各国が「金」を買っているという事実

金が人気化している背景には、心理面や富裕層の購入などを挙げてきましたが、構造的な変化があるのも事実です。

また、『金を買え 米国株バブル経済終わりの始まり』(プレジデント社)の著者であるコモディティ市場の専門家である江守哲氏は、金市場における構造的な変化について言及しています。「インドなどが金を購入し続けている政府が金を買っている。金は2010年ごろから中国、ロシア、インドなどの政府や中央銀行の公的機関が購入を続けています。日銀は、日本経済を活性化させるためにETF(上場投資信託)の買いをしていますが、金も同じようなもの」だと述べています。
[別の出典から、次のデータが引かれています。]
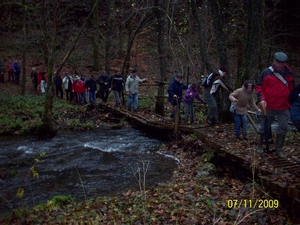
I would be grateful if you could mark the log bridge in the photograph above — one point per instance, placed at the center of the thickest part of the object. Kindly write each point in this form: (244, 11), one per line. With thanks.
(280, 176)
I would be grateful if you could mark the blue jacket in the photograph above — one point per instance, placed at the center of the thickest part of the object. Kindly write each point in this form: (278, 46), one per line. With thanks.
(175, 88)
(190, 95)
(16, 67)
(104, 82)
(295, 108)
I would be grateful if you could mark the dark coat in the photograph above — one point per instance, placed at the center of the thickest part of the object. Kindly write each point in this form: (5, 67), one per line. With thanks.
(104, 82)
(175, 88)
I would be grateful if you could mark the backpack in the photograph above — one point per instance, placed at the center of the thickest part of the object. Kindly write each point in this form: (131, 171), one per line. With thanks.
(207, 81)
(294, 94)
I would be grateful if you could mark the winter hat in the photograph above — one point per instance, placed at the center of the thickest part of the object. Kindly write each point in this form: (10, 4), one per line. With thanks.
(179, 75)
(280, 57)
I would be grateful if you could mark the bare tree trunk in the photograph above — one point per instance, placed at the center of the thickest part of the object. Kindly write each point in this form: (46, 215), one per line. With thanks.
(47, 130)
(96, 54)
(110, 26)
(252, 45)
(222, 53)
(201, 33)
(219, 33)
(24, 49)
(159, 105)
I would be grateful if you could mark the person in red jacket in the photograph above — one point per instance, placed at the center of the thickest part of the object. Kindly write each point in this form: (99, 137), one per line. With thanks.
(10, 71)
(79, 89)
(42, 81)
(273, 88)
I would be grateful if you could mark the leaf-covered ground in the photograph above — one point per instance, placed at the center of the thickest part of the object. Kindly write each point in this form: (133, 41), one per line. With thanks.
(199, 193)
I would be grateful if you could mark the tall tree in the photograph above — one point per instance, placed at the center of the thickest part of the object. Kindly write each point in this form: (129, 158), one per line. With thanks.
(219, 32)
(109, 30)
(201, 33)
(222, 50)
(24, 45)
(47, 129)
(95, 41)
(252, 42)
(159, 105)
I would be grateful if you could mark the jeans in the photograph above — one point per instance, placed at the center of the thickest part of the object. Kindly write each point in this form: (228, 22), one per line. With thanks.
(81, 98)
(189, 112)
(240, 121)
(172, 115)
(59, 90)
(132, 98)
(283, 117)
(297, 125)
(43, 86)
(17, 77)
(211, 101)
(92, 97)
(69, 95)
(117, 97)
(104, 95)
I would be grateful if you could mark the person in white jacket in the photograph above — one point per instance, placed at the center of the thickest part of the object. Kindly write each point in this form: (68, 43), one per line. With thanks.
(132, 89)
(67, 83)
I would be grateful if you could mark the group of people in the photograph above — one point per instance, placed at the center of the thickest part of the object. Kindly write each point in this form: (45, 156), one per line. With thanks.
(176, 88)
(77, 87)
(274, 88)
(13, 71)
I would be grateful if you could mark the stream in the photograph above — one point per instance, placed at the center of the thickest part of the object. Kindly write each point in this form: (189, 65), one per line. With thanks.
(84, 165)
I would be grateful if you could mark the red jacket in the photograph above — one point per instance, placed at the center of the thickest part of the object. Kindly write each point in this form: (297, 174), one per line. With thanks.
(9, 67)
(273, 91)
(79, 87)
(42, 76)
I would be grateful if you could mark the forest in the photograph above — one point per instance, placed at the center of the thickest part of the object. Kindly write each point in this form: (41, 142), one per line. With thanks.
(159, 39)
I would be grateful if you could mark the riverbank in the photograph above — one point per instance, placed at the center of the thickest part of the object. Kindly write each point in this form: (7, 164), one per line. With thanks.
(198, 193)
(201, 190)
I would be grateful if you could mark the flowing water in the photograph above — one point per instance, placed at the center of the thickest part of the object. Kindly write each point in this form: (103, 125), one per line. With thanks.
(80, 164)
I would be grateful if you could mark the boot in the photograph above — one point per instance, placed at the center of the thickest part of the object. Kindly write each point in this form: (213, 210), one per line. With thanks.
(279, 145)
(260, 148)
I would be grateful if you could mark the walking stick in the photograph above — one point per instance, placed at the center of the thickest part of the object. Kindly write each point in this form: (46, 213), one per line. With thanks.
(176, 116)
(252, 123)
(266, 130)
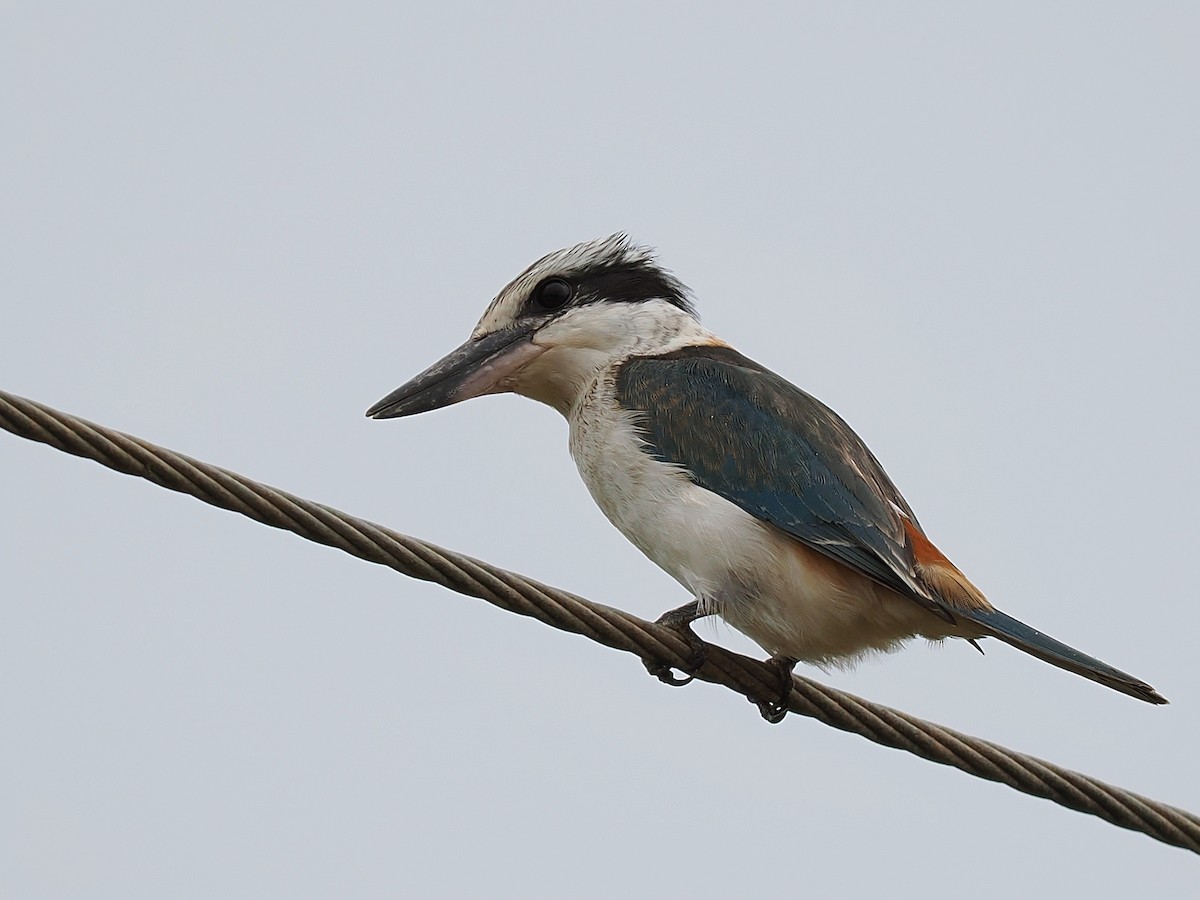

つまり、公的機関が買い続けることで、金は売却されにくく、値段が下がりにくい傾向があります。採掘の点からも生産量は一定です。この構造は今後も続きますので、金は利益確定などを繰り返しながら、底堅く推移する可能性が高いのです。

「金」は米国債と表裏一体

基軸通貨であるドルは言うまでもなく、圧倒的な信頼のある通貨であり、その実力はまだ健在だと言えるでしょう。これから、デジタル通貨や人民元通貨など、ドルを脅かす存在が台頭すれば、話は変わってきますが、金利がほとんどなくなった通貨とっても、ドル決済の世界で世界中の人間が生活をしている事実は、変わっていません。

米国債といった安全資産の利回りが最低の水準にとどまっていることで利益が出ない投資家が、一部の資産を金利が付かない金に振り分け、資産上昇を狙ったものだと言えます。

米国債の利回りが高ければ、最も信頼できる通貨に基づいている米国債を投資先として購入したいのは、機関投資家や富裕層も同じです。「安心」で「リターン」も確保できる米国債の金利が少しでも戻ってきた場合は、投資家はこぞって米国債を買う動きになると考えられます。

構造的にも安定してきている金へ投資は、「1つの資産の振り分け先だ」という考え方になるでしょう。